LTE—With the launch of Citizens Broadband Radio Service (CBRS) on September 18, 2019, LTE became an accessible technology for organizations that do not own wireless spectrum (i.e. not a mobile operator). In the CBRS spectrum band, the wireless infrastructure that is installed in a site requests spectrum for its radios from a cloud service called a spectrum access service (SAS). This is a breakthrough as it allows any company that requires the controlled and predictable access characteristics of LTE to deploy it to support the manufacturing process. LTE is desirable because it provides fair and predictable access to all attached devices, quality service controls to enable priority access for critical traffic, and a signal reach far beyond that of WiFi. The transport to connect an LTE radio to the network is usually a type of PoE over a Category 5e or Category 6 cable.

Usage example: Outdoor access to a solar-powered pressure sensor attached to petrochemical feeder line within a refinery—the sensor has priority access as a rise in pressure must trigger a set of time-sensitive actions across the refinery. The pressure sensor is needed for a refinery process efficiency improvement, but the cost of the conduit and power to the installation location drives up the costs in the business case. Adding CBRS as a shared medium to blanket the geographic area of the refinery in signal enables private LTE attached sensors, infrared cameras, mobile devices with control apps onboard, and other innovations to be deployed cost-effectively.

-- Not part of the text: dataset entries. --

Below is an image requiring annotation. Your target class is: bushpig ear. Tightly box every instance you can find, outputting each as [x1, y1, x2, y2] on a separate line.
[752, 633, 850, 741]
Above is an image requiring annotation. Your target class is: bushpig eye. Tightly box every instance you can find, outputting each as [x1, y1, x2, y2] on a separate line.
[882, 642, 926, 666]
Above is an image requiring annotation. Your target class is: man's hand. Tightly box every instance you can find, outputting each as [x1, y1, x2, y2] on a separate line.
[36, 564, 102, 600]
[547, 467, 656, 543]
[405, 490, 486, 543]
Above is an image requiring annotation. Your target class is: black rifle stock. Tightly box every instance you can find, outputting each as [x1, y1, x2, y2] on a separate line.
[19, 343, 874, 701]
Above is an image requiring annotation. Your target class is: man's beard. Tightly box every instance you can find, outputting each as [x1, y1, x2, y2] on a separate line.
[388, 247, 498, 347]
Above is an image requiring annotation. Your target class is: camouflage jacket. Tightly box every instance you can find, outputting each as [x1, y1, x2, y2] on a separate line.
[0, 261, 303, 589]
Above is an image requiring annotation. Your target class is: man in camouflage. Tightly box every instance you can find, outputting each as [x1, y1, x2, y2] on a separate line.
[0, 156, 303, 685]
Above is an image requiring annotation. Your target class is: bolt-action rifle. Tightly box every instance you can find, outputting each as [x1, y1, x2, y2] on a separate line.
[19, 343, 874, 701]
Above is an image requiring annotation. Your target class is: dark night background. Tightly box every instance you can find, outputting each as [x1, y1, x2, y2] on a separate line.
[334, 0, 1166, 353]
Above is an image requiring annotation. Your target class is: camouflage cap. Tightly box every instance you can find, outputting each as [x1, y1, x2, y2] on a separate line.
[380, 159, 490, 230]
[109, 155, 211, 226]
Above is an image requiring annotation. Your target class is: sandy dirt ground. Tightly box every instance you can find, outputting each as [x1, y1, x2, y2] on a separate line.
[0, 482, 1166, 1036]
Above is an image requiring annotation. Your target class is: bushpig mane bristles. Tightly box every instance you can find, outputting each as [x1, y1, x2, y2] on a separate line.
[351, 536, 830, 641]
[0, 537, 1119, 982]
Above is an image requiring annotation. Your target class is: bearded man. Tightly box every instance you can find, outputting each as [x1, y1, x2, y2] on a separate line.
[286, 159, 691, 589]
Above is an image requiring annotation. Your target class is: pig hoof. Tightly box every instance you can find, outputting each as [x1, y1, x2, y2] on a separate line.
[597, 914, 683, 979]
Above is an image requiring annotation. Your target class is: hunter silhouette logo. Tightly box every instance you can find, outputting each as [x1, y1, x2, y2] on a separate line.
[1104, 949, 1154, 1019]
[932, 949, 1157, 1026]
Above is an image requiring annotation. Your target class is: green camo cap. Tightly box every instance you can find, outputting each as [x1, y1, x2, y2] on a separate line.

5G—The next generation of infrastructure for mobile operators around the globe, 5G has many additional technology features that will be attractive to the manufacturing community, including the following.

  • Wideband channels in higher frequency ranges that enable attached devices to run 20x faster than LTE.
  • Ultra-reliable low-latency computing (URLLC) enabled by edge computing in the network along with prioritization network controls. The goal is that for time-sensitive functions that require fast responses, pieces of applications are moved to the edge computing platform, so they can respond on behalf of the cloud service. This URLLC function eliminates the round-trip delay from edge of network to cloud service that is beyond the time boundary allowed to the 5G attached device.
  • Network slicing is a method to allocate the network by chopping it into slices with four main controlling factors (core network to use, priority level, bandwidth required, maximum round-trip time).
  • Beam-forming antenna technology that, for every transmission to a mobile device, knows the location of the device and points the energy at that location while transmitting.
  • The transport to connect a 5G radio to the network will be composite fiber-optic.

Usage examples: As more production systems have machine vision and large KPI/metrics flows that feed a controlling AI engine, some activities will run on high-performance slices with wideband channels to continuously manage and adapt the production line. And, where 5G is supporting employee-attached mobile devices, the slice profile will be no more than today’s LTE.

The present and future communication needs in manufacturing are bigger and faster—like everything else around us. When LTE and 5G are involved, these platforms will require a companion logical implementation design developed and implemented with the customer. The key question is: Do engineers do this design work, or will this all be software-driven by a “wizard” front end?

Art King is director of enterprise services and technologies, wireless, for Corning Optical Communications.